What the Moon Is

No Telling

“The moon is not luminous in itself, but it is well fitted to take the characteristics of light after the manner of the mirror or of water or any other shining body; and it grows larger in the east and in the west like the sun and the other planets, and the reason of this is that every luminous body grows larger as it becomes more remote.” ~ from The Notebooks of Leonardo DaVinci.

DaVinci did a great deal of scribbling. I love to sift through his notebooks now and then – my fat copy is always on the bedside table – just to find a piece of truth to carry around with me. I try to imagine a mind so recursive and fearless, so mathematically poetic, dipping quill after quill into ink. Who did he imagine might read all these random thoughts?

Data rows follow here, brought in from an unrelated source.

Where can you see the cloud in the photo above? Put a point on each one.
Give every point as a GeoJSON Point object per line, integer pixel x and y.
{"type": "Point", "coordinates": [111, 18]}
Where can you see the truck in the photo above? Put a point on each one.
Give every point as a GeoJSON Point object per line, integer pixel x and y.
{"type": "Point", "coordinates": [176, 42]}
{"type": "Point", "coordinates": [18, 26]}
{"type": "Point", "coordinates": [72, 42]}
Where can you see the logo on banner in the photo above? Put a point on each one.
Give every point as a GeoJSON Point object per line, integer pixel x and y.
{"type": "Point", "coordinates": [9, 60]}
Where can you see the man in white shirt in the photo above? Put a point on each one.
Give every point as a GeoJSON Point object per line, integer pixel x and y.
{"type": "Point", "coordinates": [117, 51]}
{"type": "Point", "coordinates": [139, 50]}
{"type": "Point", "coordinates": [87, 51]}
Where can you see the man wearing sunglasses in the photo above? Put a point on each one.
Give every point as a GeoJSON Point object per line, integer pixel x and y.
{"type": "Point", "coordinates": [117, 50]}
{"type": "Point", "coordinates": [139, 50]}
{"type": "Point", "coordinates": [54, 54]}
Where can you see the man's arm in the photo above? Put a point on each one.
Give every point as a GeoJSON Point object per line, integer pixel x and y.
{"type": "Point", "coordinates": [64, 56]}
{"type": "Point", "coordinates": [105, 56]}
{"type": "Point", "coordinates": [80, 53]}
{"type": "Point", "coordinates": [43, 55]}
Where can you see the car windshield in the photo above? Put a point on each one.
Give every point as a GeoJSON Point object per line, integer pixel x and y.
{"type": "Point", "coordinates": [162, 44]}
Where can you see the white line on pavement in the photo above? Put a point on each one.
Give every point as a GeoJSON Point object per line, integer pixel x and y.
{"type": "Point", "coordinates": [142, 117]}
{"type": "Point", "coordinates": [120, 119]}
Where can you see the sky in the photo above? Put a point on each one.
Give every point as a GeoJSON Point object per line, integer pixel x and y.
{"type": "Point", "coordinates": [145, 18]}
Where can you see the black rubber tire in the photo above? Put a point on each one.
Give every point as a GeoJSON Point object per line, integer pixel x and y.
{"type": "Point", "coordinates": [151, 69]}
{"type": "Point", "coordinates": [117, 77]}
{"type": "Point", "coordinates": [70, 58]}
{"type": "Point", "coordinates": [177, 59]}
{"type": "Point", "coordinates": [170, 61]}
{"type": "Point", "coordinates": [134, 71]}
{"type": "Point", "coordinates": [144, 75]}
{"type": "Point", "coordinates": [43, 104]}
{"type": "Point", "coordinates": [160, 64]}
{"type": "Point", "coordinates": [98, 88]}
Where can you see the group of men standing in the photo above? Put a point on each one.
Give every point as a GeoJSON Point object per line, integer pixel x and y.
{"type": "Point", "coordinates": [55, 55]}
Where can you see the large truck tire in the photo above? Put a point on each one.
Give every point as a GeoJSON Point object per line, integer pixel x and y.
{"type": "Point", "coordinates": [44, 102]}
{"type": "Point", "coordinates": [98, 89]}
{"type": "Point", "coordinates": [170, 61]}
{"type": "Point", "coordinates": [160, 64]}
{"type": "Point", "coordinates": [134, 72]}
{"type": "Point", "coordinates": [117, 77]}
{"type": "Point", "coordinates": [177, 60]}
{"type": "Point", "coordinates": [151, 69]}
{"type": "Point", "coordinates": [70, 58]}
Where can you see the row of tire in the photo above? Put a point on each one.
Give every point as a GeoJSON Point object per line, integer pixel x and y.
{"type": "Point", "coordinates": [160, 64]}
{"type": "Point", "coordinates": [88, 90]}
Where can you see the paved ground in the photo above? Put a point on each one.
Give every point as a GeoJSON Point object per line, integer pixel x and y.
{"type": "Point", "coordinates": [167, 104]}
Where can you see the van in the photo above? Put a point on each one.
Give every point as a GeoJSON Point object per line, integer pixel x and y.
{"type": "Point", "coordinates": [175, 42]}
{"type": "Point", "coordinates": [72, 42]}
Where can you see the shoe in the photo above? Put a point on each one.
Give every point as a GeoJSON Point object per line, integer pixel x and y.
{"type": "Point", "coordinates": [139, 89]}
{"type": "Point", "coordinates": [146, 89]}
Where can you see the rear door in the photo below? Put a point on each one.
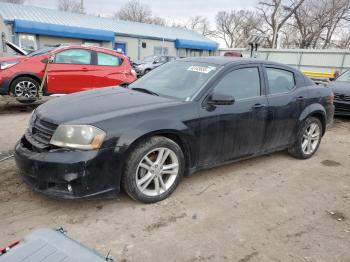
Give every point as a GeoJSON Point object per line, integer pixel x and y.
{"type": "Point", "coordinates": [71, 71]}
{"type": "Point", "coordinates": [237, 130]}
{"type": "Point", "coordinates": [286, 100]}
{"type": "Point", "coordinates": [109, 70]}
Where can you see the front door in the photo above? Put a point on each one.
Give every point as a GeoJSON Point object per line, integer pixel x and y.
{"type": "Point", "coordinates": [72, 71]}
{"type": "Point", "coordinates": [286, 103]}
{"type": "Point", "coordinates": [235, 131]}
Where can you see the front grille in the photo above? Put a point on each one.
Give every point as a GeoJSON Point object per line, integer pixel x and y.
{"type": "Point", "coordinates": [39, 133]}
{"type": "Point", "coordinates": [341, 97]}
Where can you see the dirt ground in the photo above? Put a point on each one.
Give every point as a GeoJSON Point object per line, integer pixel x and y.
{"type": "Point", "coordinates": [272, 208]}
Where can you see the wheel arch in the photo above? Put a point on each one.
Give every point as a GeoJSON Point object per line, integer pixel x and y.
{"type": "Point", "coordinates": [317, 111]}
{"type": "Point", "coordinates": [23, 74]}
{"type": "Point", "coordinates": [172, 134]}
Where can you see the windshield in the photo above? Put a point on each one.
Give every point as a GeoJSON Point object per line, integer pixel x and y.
{"type": "Point", "coordinates": [180, 79]}
{"type": "Point", "coordinates": [42, 51]}
{"type": "Point", "coordinates": [344, 77]}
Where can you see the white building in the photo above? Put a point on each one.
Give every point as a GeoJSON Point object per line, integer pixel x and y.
{"type": "Point", "coordinates": [33, 27]}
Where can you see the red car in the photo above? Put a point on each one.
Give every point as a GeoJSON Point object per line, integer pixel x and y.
{"type": "Point", "coordinates": [72, 68]}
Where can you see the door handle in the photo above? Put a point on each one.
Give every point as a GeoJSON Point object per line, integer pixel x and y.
{"type": "Point", "coordinates": [258, 106]}
{"type": "Point", "coordinates": [300, 98]}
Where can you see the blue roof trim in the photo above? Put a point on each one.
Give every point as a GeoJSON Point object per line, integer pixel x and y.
{"type": "Point", "coordinates": [190, 44]}
{"type": "Point", "coordinates": [24, 26]}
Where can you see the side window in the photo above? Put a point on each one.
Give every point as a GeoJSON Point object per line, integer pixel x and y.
{"type": "Point", "coordinates": [280, 81]}
{"type": "Point", "coordinates": [241, 83]}
{"type": "Point", "coordinates": [107, 60]}
{"type": "Point", "coordinates": [74, 56]}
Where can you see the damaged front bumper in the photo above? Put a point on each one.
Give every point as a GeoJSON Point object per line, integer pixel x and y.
{"type": "Point", "coordinates": [69, 174]}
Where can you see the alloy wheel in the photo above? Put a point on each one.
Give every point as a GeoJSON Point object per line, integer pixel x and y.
{"type": "Point", "coordinates": [311, 138]}
{"type": "Point", "coordinates": [157, 171]}
{"type": "Point", "coordinates": [26, 89]}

DaVinci’s moon is the simple metaphor of teaching and parenting and grandparenting, always reflecting some brighter light. I think of the students I run into at the grocery store or the bank, those who never said much when they sat in my classes, but who gush and say the loveliest things now that classes are years over.

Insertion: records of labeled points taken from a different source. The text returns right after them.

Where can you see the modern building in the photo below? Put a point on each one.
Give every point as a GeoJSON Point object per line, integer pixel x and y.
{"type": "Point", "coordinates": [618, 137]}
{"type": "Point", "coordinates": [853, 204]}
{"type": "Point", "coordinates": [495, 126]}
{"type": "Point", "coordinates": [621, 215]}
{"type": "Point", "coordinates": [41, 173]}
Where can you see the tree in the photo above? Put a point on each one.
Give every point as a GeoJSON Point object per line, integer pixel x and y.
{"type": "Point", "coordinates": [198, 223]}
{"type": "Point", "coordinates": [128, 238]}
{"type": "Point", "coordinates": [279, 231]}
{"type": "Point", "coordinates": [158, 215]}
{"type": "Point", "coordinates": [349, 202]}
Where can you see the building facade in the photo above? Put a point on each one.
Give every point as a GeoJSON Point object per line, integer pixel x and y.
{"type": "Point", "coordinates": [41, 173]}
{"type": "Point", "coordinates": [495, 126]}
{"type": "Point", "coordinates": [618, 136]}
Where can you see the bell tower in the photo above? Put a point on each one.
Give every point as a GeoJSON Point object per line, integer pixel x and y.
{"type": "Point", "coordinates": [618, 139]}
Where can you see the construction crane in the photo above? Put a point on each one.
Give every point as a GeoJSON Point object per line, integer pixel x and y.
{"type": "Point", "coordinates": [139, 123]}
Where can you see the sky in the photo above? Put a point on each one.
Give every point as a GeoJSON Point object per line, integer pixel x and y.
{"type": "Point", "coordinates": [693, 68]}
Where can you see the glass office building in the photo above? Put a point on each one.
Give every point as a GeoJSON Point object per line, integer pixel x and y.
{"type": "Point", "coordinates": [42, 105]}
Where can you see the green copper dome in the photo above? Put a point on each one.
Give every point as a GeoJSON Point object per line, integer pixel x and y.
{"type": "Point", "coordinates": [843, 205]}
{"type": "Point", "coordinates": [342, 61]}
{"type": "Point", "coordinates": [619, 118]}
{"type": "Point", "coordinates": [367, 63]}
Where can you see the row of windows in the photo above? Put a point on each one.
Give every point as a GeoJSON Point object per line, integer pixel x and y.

My Grandma Monda, who died when I was nine but has become for me the largest definition of love – there’s a moon.

Old sweethearts we immortalize and who sanctify us – there’s another.

In his mad scribbling, I suspect our man Leo couldn’t help himself. The scientist’s observation and the poet’s metaphor were clearly simultaneous for him. His mind processed like a synaptic pinball machine. What a gift.